Once you eliminate sleep, the next logical step would be to eliminate the next mechanic that implements RNG to steal turns and/or swing games in paralysis.

I’m not disagreeing with you on the power of sleep, i just think it’s hypocritical (of anyone) to think one is ok and the other is not if the goal is to minimize RNG and luck deciding turns/games.
 

Shaymin Sky

Watch me, rewind our clocks, back to the start!
is a Community Contributor
Warning, I mention math.

Sash Lead darkrai is inherently not worth the slot commitment because its statistically unfavorable in majority situations and can be counter played in builder. This is the case because fast sleep, Darkrai goes for hypnosis and you immediately burn the first guaranteed sleep turn.
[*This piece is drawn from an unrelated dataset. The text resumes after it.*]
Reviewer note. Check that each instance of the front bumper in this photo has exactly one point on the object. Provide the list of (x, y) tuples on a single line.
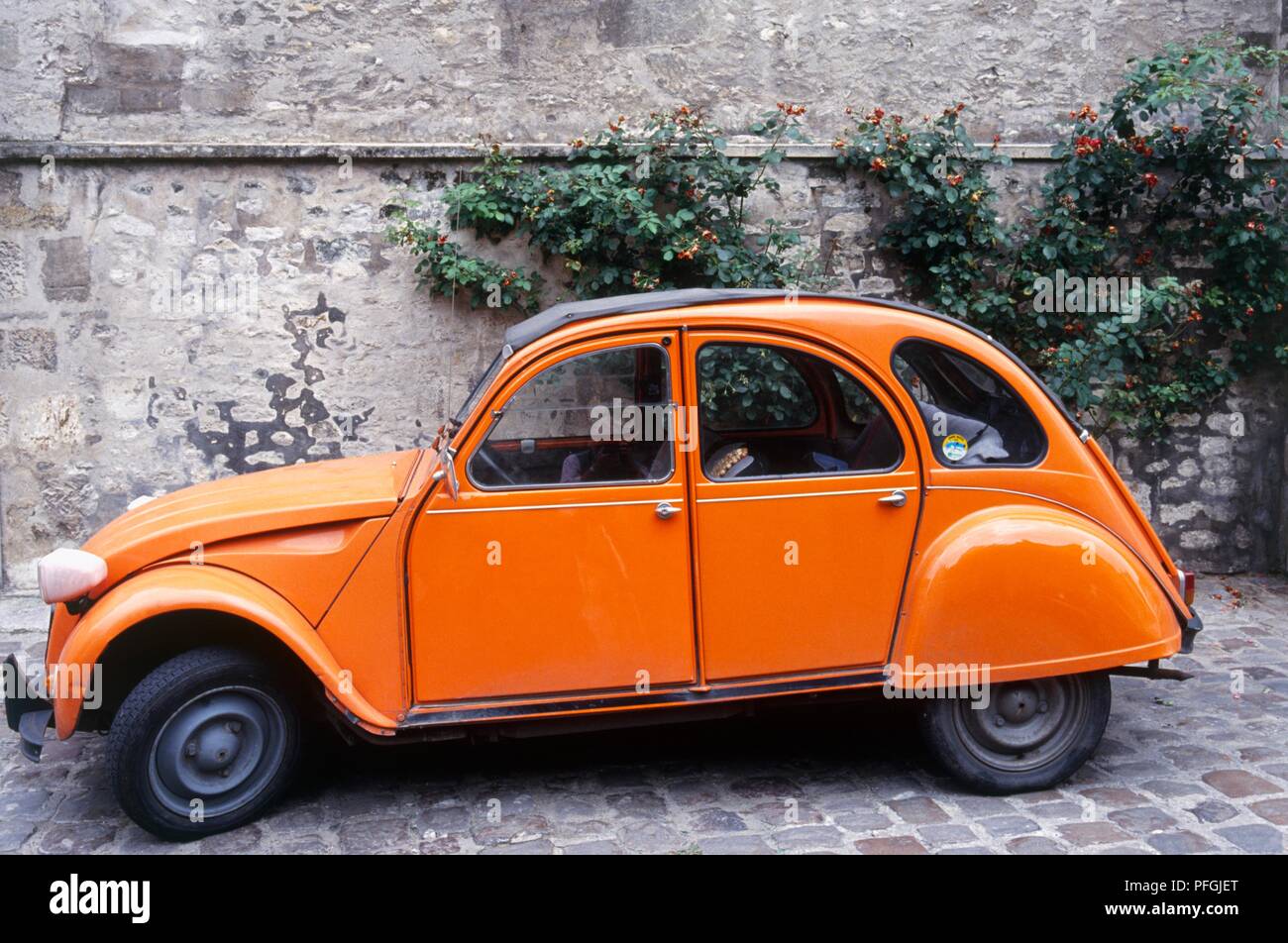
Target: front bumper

The odds you land the first hypnosis and get the turn 2 sleep needed to make hypnosis a positive play is 40%. If you miss the first hypnosis and proc sash you can go for it again and the odds are now 64% that you gain a turn, however this isn't accounting for people abusing the first turn 40% and using utility (EX: Thunder Wave) to cripple Darkrai so realistically the 64% is not at all consistently possible to reach even with sash because of utility anti leads.

Now assuming Darkrai gets the 40% on turn 1 and gets 1 turn of sleep you are ahead by 1 turn but its a non-item boosted darkrai with limited coverage. If you run NP you have to pick sludge bomb or focus blast (gl landing that with on top of hypnosis) and most teams can wall dark pulse + 1 of those anyways, even if darkrai is at +2. if you forgo NP and you go 3 attacks, due to no item boost the reward is middling and not noteworthy of taking action, I seriously doubt anyone notable is saying no item 3 attacks Darkrai is problematic.

The reward you get for getting the statistically unfavorable turn 1 is not at all impressive and not at all worth the team slot either if you look at it objectively. There are far more leads that give not only guranteed value but also statistically favorable value and lead sash hypnosis darkrai is proven to be statistically unfavorable on the turn 1 (this is not even mentioning that 64% on turn 2 is still not consistent either lol u could just miss/get turn 2 wake up TWICE). I doubt we will even see this Darkrai set in tour given how unrewarding when it works and inherently unfavorable it is, this is not like Cloyster where the luck has game winning potential this is an unboosted Dakrai.

There is the chance of 3 turn sleep but those odds are not at all reflective of the 90% of lead Darkrai battles anyways, and only the NP hypnosis sets can get the value needed off 3 turn sleep lead to win games. This means even if you get unlucky 3 turn sleep vs Darkrai you have decent chances that the opponent is running the non-NP Darkrai and the game is not at all over. There's too much variance that can go wrong for the Darkrai player while still not having game winning reward of past luck mons.

EDIT: Forgot to mention but you also have to land focus blast as coverage when fast hypnosis is already statistically unfavorable, yeah not happening LMFAO.